Su don trataba de tener siempre la razón –don que todo el
mundo odiaba, por cierto-, hablar con ella resonaba en tu cabeza como una
canción de un videojuego de fantasía, cuando te acercas a la parte difícil de
la pantalla en cuestión.
En
este mundo que ahora me estoy inventando, cada uno tiene un don fruto de la
personalidad de cada individuo, y ella se trataba del ser humano más
perfeccionista del mundo.
¿Quieres
organizar una quedada a las siete de la tarde para luego salir a cenar, de
relajado, con todo tu grupo de amigos? La banda sonora de su videojuego
empezaba a sonar; era mejor quedar a las seis, ir a la cafetería que hay en el
centro haciendo esquina con la calle que lleva a la playa para después ir a las
nueve y cuarto al restaurante italiano que abrieron el verano pasado en el
centro. No podías negarte, ella ya había hecho la reserva.
No
tenías ganas de negarte, que te lo diesen todo hecho en su debido momento era
algo que gustaba, sobretodo porque por muy perfeccionista que fuese, por mucho
que odiase el no tener una lista grapada en el cerebro que había que seguir sí
o sí, ella te dejaría fallar a tu modo. Era una de las cosas que más me gustan
de su persona.
Mi
don resultaba inútil cuando ella se acercaba; al parecer no podía pasar
desapercibido entre la multitud si ella rondaba por el lugar.
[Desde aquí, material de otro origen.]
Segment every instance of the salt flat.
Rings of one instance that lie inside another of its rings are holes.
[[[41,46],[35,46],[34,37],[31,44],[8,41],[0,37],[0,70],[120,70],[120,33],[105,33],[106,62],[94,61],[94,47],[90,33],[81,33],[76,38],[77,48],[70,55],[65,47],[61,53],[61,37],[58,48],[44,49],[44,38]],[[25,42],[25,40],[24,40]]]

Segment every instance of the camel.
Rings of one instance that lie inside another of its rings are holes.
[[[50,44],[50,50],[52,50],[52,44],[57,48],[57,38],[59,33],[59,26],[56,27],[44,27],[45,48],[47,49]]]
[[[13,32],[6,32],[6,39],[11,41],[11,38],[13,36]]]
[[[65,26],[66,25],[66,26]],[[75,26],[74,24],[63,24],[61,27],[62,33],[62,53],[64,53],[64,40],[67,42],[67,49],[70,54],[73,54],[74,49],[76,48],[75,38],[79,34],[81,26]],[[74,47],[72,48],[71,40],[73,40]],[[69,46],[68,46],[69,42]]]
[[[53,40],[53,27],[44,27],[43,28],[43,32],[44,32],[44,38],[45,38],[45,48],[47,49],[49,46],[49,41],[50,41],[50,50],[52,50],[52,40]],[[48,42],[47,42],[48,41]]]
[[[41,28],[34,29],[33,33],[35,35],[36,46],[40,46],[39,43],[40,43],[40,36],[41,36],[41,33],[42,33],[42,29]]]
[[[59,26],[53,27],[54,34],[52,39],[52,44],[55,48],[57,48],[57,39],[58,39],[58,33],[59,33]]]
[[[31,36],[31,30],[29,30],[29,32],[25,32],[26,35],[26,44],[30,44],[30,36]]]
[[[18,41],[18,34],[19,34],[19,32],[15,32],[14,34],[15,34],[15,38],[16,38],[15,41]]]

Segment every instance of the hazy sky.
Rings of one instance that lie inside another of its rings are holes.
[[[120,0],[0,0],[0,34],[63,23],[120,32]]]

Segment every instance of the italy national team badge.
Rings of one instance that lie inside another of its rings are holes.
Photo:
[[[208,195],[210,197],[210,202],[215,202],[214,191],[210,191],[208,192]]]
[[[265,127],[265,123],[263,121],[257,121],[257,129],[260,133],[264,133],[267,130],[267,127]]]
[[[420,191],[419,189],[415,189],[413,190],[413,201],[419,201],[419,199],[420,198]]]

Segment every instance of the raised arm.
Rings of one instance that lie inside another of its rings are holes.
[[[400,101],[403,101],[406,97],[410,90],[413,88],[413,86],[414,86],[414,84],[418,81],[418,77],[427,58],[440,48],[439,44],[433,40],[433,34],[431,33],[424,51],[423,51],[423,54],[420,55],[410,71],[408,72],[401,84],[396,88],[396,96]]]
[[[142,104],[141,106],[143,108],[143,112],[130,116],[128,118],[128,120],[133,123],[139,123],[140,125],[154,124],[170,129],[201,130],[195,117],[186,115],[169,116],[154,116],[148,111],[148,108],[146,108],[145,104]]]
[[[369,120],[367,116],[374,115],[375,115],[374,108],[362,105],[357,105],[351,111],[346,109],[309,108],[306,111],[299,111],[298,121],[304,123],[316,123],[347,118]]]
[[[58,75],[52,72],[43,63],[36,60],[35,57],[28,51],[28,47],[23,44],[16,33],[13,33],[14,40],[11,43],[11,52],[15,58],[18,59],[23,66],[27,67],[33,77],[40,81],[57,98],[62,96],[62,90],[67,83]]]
Yo soy capaz de
que no reparen en que soy un organismo que respira incluso si soy la única
persona de la sala y han de pasar a mi lado por cualquier clase de motivo; pero
no soy capaz de ello con ella.
Ella
me saludaba, pues debía de hacerlo –al parecer hay una lista de cosas que hay
que hacer por educación que solo ella seguía-, porque le gustaba que yo
desactivase mi superpoder de camuflaje por un momento para devolverle el
saludo, porque todo el mundo debía, incluyéndome a mí mismo, saber que la presidenta de su propio mundo
había llegado.
Se
acercaba el cumpleaños del chico de la última fila de clase, aquel que tenía la
suerte de poseer la capacidad de volar, de sobrepasar las nubes, de separar su
existencia de nuestro mundo e irse a uno mejor, y lo que era mejor, la
capacidad de hacerlo cuando él quisiese.
Aunque
para muchos no se tratase de un don como tal, sus padres le permitían celebrar
fiestas siempre y cuando él quisiese, supongo que como premio por sacar buenas
notas –a pesar de alejarse de nuestro mundo doce de las veinticuatro horas que
tiene un día- desde que tenía nueve años y los deberes trataban de dibujar al
árbol más grande de la ciudad y poner el nombre de las frutas que querías que
creciesen en él en inglés.
Lo
normal es que los chicos inviten a la chica; que él se trabe con sus palabras y
ella se ponga roja en el momento de decidir si darle un sí o un no, pero eso ya
no pasa, y a esa chica eso no le gustaba para nada. Siempre decía: ‘¿Pero seguimos en el siglo XIX? Una chica
debería tener la opción de decirle al chico que le gusta que le gusta.’.
Un
día -¿fue el martes?- se me acercó. Me contó un chiste, muy malo, pero me reí
–odio reírme sin tener ganas de ello, pero os recuerdo que cuando estoy cerca
de ella todo lo que se refiere a quedarme quieto y no realizar sonido alguno
queda anulado, es más, de algún modo necesito hacerme notar, necesito que me
note-, la canción que resonaba en mi cabeza ya no era la banda sonora de la
parte final de un videojuego. Ella estaba roja como su camiseta, y en mi mente
sonaba un popurrí de canciones estilo I
don’t wanna miss a thing y Let it be.
¿Pudo
ser un ‘quedamos en que me vienes a
buscar a las diez para ir a la fiesta’ lo que me dijo? No me quedé más que
con el número diez.
Le
preguntaría de nuevo, pero sé que le parecería mal el que no la hubiese
entendido a la primera, y odio hablar más de la cuenta. Iré a su casa a las
diez, que creo que es lo que entendí; estoy seguro que una vez esté con ella
será ella misma la que me lleve a donde quiera ir.
Ella
se alejó, y yo me mimeticé con el pupitre de nuevo.